Tuesday, 9 August 2011

Finally: Theft Is Theft

When I first started this blog three years ago, my very first post outlined my purposes, the first of which was to undermine the existing editorial bias in the Taipei Times - i.e. to try to challenge the collectivist premise underneath that bias. Today, almost three years to the day that I started and during a period in which they haven't published anything by me for months... today the Taipei Times published an editorial which referred to the land expropriation cases as "theft" and as "violence against the individual". Those are precisely the sort of terms I would have used had I been the one tasked with writing either editorials or reports that touched on the land expropriation cases. The article contained none of the usual whimpering bullshit over "procedural irregularities", "insufficient regulatory oversight" or "environmental concerns".
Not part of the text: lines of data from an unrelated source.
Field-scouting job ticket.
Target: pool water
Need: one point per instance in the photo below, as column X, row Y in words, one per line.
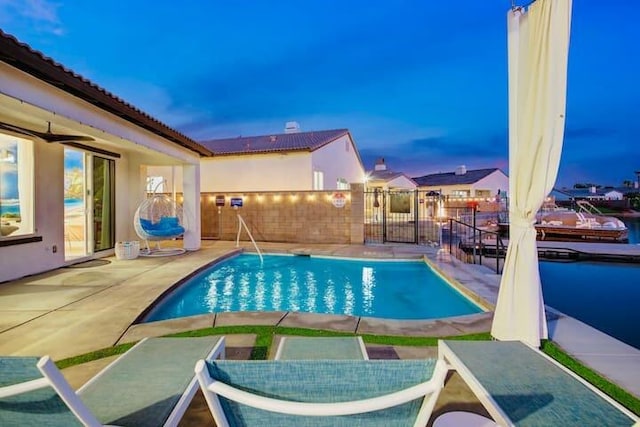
column 384, row 289
column 603, row 295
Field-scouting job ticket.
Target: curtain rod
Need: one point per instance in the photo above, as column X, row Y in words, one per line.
column 514, row 7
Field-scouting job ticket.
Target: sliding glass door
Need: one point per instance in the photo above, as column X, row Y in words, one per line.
column 103, row 203
column 88, row 203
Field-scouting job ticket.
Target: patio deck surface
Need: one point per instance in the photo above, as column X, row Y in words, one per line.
column 70, row 311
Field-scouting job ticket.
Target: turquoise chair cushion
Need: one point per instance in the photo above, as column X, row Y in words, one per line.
column 42, row 407
column 168, row 226
column 322, row 381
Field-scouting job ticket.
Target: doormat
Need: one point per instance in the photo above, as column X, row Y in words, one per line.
column 90, row 263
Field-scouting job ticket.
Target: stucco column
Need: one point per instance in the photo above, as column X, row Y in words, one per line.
column 191, row 206
column 357, row 213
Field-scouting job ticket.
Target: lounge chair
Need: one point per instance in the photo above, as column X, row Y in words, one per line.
column 521, row 386
column 328, row 348
column 152, row 384
column 321, row 392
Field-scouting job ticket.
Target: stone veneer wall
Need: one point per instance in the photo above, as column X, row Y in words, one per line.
column 287, row 216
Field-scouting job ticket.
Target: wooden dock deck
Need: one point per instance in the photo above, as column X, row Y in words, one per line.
column 570, row 251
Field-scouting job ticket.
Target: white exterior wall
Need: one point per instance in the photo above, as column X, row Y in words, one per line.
column 613, row 195
column 256, row 172
column 336, row 160
column 29, row 102
column 273, row 172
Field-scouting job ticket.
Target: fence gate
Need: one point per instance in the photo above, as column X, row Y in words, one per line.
column 401, row 216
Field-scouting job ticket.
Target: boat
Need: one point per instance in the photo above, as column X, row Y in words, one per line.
column 587, row 223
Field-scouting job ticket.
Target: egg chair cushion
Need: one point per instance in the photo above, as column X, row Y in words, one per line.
column 168, row 226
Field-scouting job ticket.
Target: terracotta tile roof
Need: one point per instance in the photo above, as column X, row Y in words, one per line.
column 283, row 142
column 23, row 57
column 450, row 178
column 384, row 175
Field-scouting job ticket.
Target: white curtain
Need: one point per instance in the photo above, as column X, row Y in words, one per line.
column 26, row 173
column 538, row 45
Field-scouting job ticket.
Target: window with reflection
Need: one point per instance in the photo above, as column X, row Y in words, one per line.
column 16, row 187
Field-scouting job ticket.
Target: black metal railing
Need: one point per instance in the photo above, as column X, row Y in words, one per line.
column 473, row 245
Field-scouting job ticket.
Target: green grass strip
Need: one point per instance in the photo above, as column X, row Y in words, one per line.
column 94, row 355
column 264, row 342
column 612, row 390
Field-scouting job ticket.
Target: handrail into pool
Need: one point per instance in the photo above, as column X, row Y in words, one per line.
column 240, row 224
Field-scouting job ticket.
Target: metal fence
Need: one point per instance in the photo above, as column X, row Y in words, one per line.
column 408, row 216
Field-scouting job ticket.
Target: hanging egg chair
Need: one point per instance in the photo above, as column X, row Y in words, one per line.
column 158, row 218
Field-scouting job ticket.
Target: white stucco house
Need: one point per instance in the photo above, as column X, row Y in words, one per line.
column 73, row 160
column 483, row 183
column 290, row 161
column 384, row 179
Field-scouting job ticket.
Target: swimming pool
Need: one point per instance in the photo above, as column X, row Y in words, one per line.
column 603, row 295
column 384, row 289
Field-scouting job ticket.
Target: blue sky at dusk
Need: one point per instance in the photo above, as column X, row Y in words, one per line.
column 421, row 83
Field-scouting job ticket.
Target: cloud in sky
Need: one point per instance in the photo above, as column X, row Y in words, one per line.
column 40, row 15
column 421, row 83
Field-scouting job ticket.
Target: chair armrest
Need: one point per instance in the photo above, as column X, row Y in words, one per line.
column 24, row 387
column 323, row 409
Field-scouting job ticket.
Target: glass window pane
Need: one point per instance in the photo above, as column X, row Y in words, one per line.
column 16, row 186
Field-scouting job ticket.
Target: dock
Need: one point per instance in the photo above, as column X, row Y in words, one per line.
column 570, row 251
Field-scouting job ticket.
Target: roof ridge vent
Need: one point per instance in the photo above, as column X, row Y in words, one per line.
column 292, row 127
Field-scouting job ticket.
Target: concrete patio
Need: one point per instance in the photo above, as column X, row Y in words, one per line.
column 94, row 305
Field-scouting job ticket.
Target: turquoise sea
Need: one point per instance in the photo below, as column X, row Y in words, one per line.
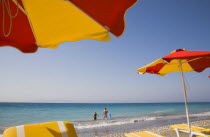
column 125, row 116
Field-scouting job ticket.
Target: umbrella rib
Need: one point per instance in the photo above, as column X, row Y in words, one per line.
column 37, row 43
column 105, row 27
column 21, row 8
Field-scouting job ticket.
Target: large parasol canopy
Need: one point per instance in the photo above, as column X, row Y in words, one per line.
column 29, row 24
column 179, row 61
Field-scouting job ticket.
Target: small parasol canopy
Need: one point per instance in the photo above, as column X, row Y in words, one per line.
column 179, row 60
column 29, row 24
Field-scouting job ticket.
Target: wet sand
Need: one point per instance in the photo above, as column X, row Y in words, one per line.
column 165, row 130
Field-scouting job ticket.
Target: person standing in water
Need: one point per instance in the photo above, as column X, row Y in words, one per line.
column 105, row 113
column 95, row 115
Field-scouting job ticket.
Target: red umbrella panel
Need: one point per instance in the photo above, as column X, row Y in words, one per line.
column 27, row 25
column 179, row 61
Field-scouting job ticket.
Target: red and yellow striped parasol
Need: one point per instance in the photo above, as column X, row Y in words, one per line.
column 179, row 61
column 29, row 24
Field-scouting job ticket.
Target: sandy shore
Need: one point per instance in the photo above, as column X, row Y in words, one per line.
column 165, row 130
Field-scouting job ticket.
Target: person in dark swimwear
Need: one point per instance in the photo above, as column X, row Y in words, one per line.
column 105, row 113
column 95, row 115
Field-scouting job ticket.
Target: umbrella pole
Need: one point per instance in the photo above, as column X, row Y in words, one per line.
column 185, row 98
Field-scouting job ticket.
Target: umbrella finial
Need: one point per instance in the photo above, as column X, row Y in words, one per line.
column 178, row 50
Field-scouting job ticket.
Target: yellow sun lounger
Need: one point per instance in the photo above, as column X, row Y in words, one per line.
column 197, row 131
column 143, row 134
column 51, row 129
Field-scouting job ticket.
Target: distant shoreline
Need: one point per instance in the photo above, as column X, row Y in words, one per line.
column 104, row 103
column 164, row 130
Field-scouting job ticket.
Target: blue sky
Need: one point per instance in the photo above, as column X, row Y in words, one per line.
column 91, row 71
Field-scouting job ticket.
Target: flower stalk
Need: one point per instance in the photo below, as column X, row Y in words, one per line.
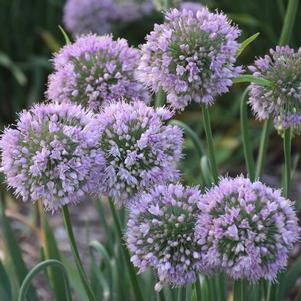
column 131, row 269
column 75, row 253
column 210, row 145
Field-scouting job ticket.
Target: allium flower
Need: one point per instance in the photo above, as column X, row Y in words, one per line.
column 190, row 56
column 160, row 233
column 94, row 71
column 282, row 101
column 89, row 16
column 140, row 150
column 246, row 229
column 49, row 156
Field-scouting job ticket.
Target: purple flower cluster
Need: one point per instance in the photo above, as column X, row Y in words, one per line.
column 282, row 101
column 245, row 229
column 94, row 71
column 193, row 6
column 139, row 149
column 98, row 16
column 160, row 233
column 191, row 56
column 49, row 156
column 89, row 16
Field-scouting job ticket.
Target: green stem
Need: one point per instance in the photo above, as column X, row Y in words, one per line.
column 198, row 290
column 131, row 269
column 76, row 256
column 210, row 145
column 160, row 99
column 287, row 160
column 246, row 138
column 191, row 134
column 239, row 290
column 289, row 21
column 263, row 147
column 269, row 292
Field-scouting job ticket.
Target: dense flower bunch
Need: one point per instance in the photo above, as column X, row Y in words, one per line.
column 193, row 6
column 48, row 156
column 99, row 16
column 140, row 151
column 94, row 71
column 282, row 101
column 190, row 56
column 160, row 233
column 89, row 16
column 246, row 229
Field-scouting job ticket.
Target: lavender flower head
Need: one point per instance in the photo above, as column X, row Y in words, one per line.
column 132, row 10
column 90, row 16
column 160, row 233
column 94, row 71
column 49, row 156
column 282, row 101
column 139, row 149
column 246, row 229
column 191, row 56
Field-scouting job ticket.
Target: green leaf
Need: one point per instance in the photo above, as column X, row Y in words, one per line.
column 15, row 251
column 18, row 74
column 74, row 278
column 248, row 78
column 107, row 289
column 37, row 269
column 5, row 286
column 246, row 43
column 289, row 279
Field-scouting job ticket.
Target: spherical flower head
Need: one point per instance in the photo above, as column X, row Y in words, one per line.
column 89, row 16
column 139, row 149
column 246, row 229
column 132, row 10
column 49, row 156
column 95, row 70
column 160, row 233
column 281, row 101
column 191, row 56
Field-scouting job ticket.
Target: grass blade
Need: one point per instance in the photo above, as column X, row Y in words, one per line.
column 5, row 286
column 51, row 252
column 15, row 251
column 37, row 269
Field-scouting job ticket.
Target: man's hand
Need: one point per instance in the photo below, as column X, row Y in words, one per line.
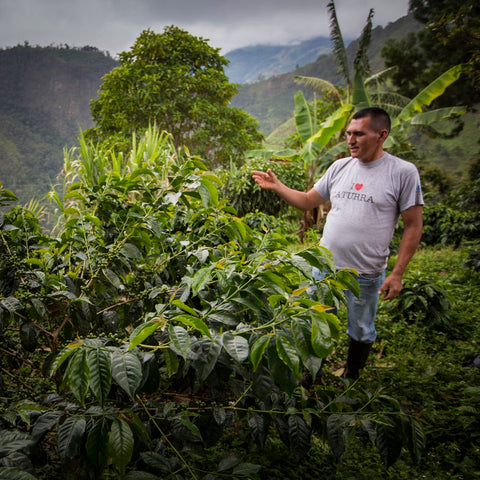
column 391, row 287
column 267, row 180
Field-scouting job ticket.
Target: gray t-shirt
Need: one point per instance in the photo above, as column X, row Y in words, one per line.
column 367, row 199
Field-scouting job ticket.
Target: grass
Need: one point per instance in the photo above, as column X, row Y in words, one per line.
column 426, row 369
column 429, row 371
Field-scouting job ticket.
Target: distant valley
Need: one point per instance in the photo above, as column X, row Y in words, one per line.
column 45, row 94
column 259, row 62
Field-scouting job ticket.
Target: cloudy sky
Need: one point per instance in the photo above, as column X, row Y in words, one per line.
column 114, row 25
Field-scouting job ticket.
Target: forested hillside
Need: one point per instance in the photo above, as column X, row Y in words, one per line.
column 270, row 101
column 259, row 62
column 44, row 103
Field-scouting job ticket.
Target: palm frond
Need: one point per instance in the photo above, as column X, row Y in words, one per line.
column 338, row 45
column 361, row 65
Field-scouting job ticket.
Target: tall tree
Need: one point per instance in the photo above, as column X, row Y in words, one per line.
column 176, row 81
column 450, row 37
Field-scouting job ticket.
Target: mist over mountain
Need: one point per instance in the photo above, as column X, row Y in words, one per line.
column 45, row 95
column 259, row 62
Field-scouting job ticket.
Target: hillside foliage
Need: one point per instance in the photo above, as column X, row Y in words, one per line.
column 177, row 82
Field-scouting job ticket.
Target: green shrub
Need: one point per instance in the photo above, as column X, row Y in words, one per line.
column 247, row 197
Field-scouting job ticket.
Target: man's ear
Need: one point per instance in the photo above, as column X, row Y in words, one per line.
column 384, row 134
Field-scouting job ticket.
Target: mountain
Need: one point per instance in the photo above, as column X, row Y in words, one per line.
column 271, row 101
column 45, row 94
column 255, row 63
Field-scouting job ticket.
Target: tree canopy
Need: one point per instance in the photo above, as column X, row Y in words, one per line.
column 449, row 38
column 176, row 81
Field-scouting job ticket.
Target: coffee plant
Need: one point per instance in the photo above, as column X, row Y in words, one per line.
column 177, row 334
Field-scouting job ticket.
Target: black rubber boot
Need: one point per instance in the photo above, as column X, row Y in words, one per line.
column 356, row 358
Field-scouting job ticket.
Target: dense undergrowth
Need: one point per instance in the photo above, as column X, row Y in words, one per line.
column 154, row 334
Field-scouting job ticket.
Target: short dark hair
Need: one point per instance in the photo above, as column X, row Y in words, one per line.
column 380, row 118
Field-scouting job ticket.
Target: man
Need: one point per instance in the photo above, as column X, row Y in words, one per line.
column 368, row 192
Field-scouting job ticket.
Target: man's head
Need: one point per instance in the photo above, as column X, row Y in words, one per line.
column 379, row 118
column 366, row 133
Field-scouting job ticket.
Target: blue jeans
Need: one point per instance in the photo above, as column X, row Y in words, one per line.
column 361, row 311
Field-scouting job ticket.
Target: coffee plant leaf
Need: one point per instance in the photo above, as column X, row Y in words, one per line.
column 96, row 444
column 99, row 364
column 321, row 337
column 14, row 473
column 288, row 354
column 258, row 350
column 70, row 437
column 77, row 375
column 236, row 346
column 126, row 371
column 120, row 444
column 180, row 340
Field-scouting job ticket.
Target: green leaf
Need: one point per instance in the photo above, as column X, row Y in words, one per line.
column 201, row 278
column 191, row 427
column 359, row 92
column 70, row 438
column 171, row 361
column 180, row 339
column 302, row 334
column 13, row 441
column 258, row 350
column 335, row 427
column 389, row 443
column 97, row 444
column 288, row 354
column 120, row 444
column 246, row 469
column 303, row 117
column 100, row 374
column 63, row 355
column 332, row 125
column 299, row 434
column 236, row 346
column 11, row 304
column 126, row 371
column 432, row 116
column 194, row 322
column 143, row 331
column 428, row 94
column 209, row 193
column 77, row 375
column 14, row 473
column 113, row 278
column 183, row 306
column 321, row 337
column 45, row 423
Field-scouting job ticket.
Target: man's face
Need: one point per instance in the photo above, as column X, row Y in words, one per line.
column 364, row 142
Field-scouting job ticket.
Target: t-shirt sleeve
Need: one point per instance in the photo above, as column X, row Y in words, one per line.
column 411, row 190
column 323, row 185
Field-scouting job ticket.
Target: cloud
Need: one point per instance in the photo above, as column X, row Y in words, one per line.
column 114, row 25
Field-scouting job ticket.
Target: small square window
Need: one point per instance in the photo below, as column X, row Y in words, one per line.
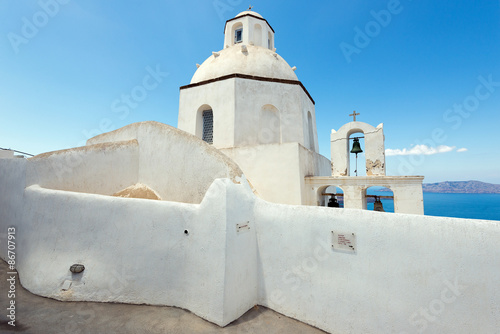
column 238, row 35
Of course, I have entirely predictable disagreements with certain arguments in this editorial piece (a "pitiful salary" for instance, does not qualify as "violence"). It is however, the first time I believe I've seen anybody else (other than myself) in the Taipei Times refer to the land expropriation cases as theft of private property:
"As for the Democratic Progressive Party, it will have to go beyond the usual vapid slogans and clearly articulate an alternative policy for national development that is just and avoids government-sanctioned theft of private property."
Finally. I've been arguing for the Taipei Times to start calling it what it is for over a year now, and it's about time somebody caught up.

As to that "alternative policy", I'll sum up what it ought to be in one word:

Depoliticization.

Such a program would focus on the decentralization and rational repudiation of government powers and responsibilities. That is the direction which genuinely Liberal, radical and responsible criticism of Taiwan's political system ought to take.